Ah I see I missed the context of your comment. Indeed this issue was fixed but the branch was never merged because of a minor test failure that I didn't have time to get to the bottom of. I think your solution should also work, but it's possible that the voting algorithm in master is broken such that (2.) wont actually work at the moment (I'm afraid I no longer recall all the details!). My suggestion is to get #3293 merged first and then implement the preference for owned over ghost cells after that.

AIUI the current voting algorithm works correctly in master and only runs into issues under condition (3).
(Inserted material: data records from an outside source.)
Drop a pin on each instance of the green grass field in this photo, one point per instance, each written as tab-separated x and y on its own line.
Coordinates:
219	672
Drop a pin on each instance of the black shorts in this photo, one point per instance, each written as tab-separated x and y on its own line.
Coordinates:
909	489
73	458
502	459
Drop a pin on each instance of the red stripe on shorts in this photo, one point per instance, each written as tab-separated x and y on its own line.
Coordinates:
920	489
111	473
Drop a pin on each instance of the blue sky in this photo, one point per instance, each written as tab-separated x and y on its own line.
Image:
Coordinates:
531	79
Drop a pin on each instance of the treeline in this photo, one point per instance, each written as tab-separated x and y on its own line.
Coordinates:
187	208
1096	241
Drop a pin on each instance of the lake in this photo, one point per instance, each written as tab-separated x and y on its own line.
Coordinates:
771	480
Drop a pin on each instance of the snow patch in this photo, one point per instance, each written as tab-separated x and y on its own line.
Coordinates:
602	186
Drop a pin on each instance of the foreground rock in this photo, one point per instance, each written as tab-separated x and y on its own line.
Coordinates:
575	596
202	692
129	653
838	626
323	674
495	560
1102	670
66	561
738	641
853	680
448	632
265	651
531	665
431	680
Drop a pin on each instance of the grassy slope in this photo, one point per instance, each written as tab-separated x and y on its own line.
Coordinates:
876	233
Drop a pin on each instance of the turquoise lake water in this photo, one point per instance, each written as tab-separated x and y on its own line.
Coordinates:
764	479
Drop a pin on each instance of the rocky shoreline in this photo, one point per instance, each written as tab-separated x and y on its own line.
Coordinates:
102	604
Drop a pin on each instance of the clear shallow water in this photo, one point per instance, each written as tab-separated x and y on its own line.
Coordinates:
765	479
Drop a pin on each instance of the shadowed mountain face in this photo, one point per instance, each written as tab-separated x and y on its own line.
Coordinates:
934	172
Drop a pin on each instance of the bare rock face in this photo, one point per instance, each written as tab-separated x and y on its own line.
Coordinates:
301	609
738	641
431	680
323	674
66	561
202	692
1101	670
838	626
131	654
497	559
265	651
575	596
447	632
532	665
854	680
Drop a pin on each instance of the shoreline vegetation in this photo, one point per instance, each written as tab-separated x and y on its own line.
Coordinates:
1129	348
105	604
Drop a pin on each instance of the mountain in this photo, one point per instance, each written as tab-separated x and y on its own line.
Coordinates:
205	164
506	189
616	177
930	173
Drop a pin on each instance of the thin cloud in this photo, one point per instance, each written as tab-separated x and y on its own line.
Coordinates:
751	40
Before merging #3293 I would like to try my approach out first. I think it would constitute a much smaller change to the code. Effectively we need to modify locate.c so that it does:

best_cell = None
best_cell_is_owned = False
closest_dist = np.inf

for cell in candidate_cells:
  l1_dist = get_l1_dist(cell)

  if is_owned(cell):
    if l1_dist <= 0:
      # found cell, stop here
      best_cell = cell
      break
    elif l1_dist < tolerance and l1_dist < closest_dist:
      # found a candidate
      best_cell = cell
      best_cell_is_owned = True
      closest_dist = l1_dist
  else:  # ghost cell
    if best_cell_is_owned:
      # do not consider ghost cells if an owned cell already claims to own the point
      continue
    elif l1_dist < tolerance and l1_dist < closest_dist:
      best_cell = cell
      closest_dist = l1_dist

return best_cell

I believe that this is sufficient to resolve the issue.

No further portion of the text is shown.